If the plan was to draft a quarterback, one ex-Bears assistant coach adds, then fire the head coach or give him an extension. Give him a real chance to develop a project.
Instead, the Bears chose purgatory.
“The Bears are just so f--ked up,” this coach says.
When Fields was drafted, his celebration was solemn. He lifted himself off the couch ever-so slowly and hugged family members.
It was now his turn to fail as the Chicago Bears starting quarterback, and supply many lessons for the next regime’s stab at the next quarterback.
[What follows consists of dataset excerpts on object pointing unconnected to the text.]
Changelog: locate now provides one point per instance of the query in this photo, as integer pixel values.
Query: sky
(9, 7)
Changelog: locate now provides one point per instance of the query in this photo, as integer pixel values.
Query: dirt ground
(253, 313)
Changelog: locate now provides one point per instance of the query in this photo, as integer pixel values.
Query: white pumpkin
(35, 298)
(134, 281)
There was a plan. As George McCaskey jerked the franchise toward guaranteed anguish this offseason of 2021, the GM and head coach on thin ice talked themselves into a feasible plan. After trying so hard to be like the Chiefs — and failing — Pace and Nagy believed they now had the correct infrastructure to win in the short term (Andy Dalton as their Alex Smith) and the long term (Fields as their Mahomes).
Like most QB plans ‘round here, this one burnt to ash. Fast.
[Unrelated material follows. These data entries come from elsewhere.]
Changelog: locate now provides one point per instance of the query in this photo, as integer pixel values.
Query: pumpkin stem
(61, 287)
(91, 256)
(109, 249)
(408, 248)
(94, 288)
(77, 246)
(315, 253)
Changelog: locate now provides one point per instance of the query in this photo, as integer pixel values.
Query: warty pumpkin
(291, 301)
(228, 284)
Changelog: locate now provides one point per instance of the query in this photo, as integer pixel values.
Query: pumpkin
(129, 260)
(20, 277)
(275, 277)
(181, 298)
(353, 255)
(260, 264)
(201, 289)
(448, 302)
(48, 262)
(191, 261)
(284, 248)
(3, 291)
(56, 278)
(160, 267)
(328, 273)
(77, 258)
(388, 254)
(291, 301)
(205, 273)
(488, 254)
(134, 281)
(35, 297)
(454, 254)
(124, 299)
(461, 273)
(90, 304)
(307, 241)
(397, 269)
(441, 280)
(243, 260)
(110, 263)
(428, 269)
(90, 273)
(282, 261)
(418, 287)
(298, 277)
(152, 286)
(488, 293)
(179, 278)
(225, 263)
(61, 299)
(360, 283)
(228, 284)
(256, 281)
In Week 2, Dalton took off on a 14-yard scramble and hopped awkwardly out of bounds. Nobody touched him but his knee buckled on the tarp covering, causing a bone bruise that thrust Fields into the starting lineup a full season prematurely. “He was not ready at all!” one assistant coach recalls. “No. No. No. No. Not even close to being ready. Not even close.” The Bears were so determined to keep Fields on the sideline, they even considered making him the No. 3 during the summer. In the end, coaches viewed scout-team reps as the No. 2 as too valuable.
Now, with one sideline slip, he was the starter.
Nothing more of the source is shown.